Ga. Won’t Update Dominion Voting Machines Before 2024

'... the machines were capable of being easily manipulated in mere minutes by bad actors...'

(Dmytro “Henry” AleksandrovHeadline USA) Despite cybersecurity experts warning of vulnerabilities, Georgia delayed a software update for its Dominion voting machines until after the 2024 presidential election.

Last week, a nearly 2-year-old report was made public and showed that Dominion voting machines had significant vulnerabilities, Just the News reported. The findings led the Department of Homeland Security’s Cybersecurity and Infrastructure Security Agency [CISA] to issue a public advisory last year.

Despite the revealed information, Georgia election officials said that the machines won’t be updated until after the 2024 elections because it’s such a massive undertaking.

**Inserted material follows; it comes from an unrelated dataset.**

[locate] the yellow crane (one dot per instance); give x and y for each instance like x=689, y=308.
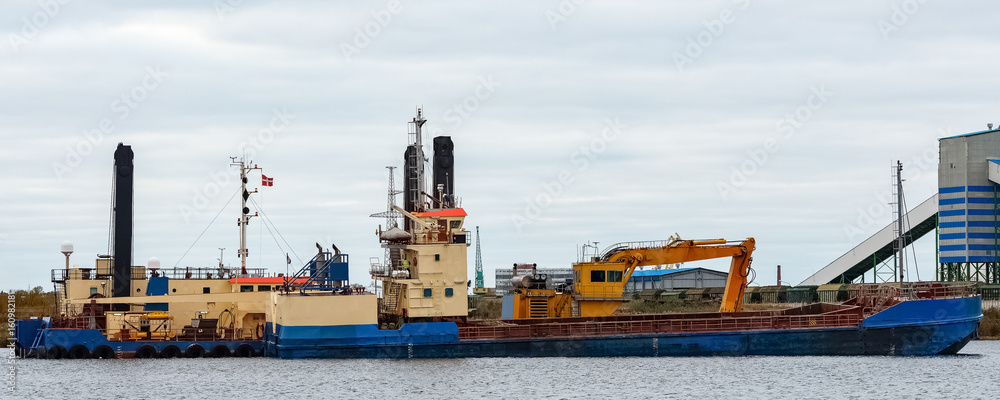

In July 2021, University of Michigan Professor of Computer Science and Engineering J. Alex Halderman with Professor Drew Springall, of Auburn University, completed the report and focused in part on vulnerabilities they found after examining Dominion’s ImageCast X Ballot Marking Devices for three months.

On June 14, 2022, a redacted copy of the report was released by the U.S. District Court for the Northern District of Georgia, Atlanta Division. ​

Just the News wrote that the report was completed on behalf of the plaintiffs in the case of Curling v. Raffensperger and found that the Dominion machines are vulnerable to vote-flipping.

Halderman said that the machines were capable of being easily manipulated in mere minutes by bad actors, adding that the QR codes on printed ballots could be altered and malware installed on individual machines “with only brief physical access.”

The report also concluded that the broader voting system could be attacked if bad actors have the same access to it as certain county-level election officials.

However, Halderman said that these vulnerabilities could not have been exploited in past elections.

“My technical findings leave Georgia voters with greatly diminished grounds to be confident that the votes they cast on [the current Dominion ballot-marking devices] are secured, that their votes will be counted correctly, or that any future elections using Georgia’s [ballot-marking devices] will be reasonably secure from attack and produce correct results,” he said.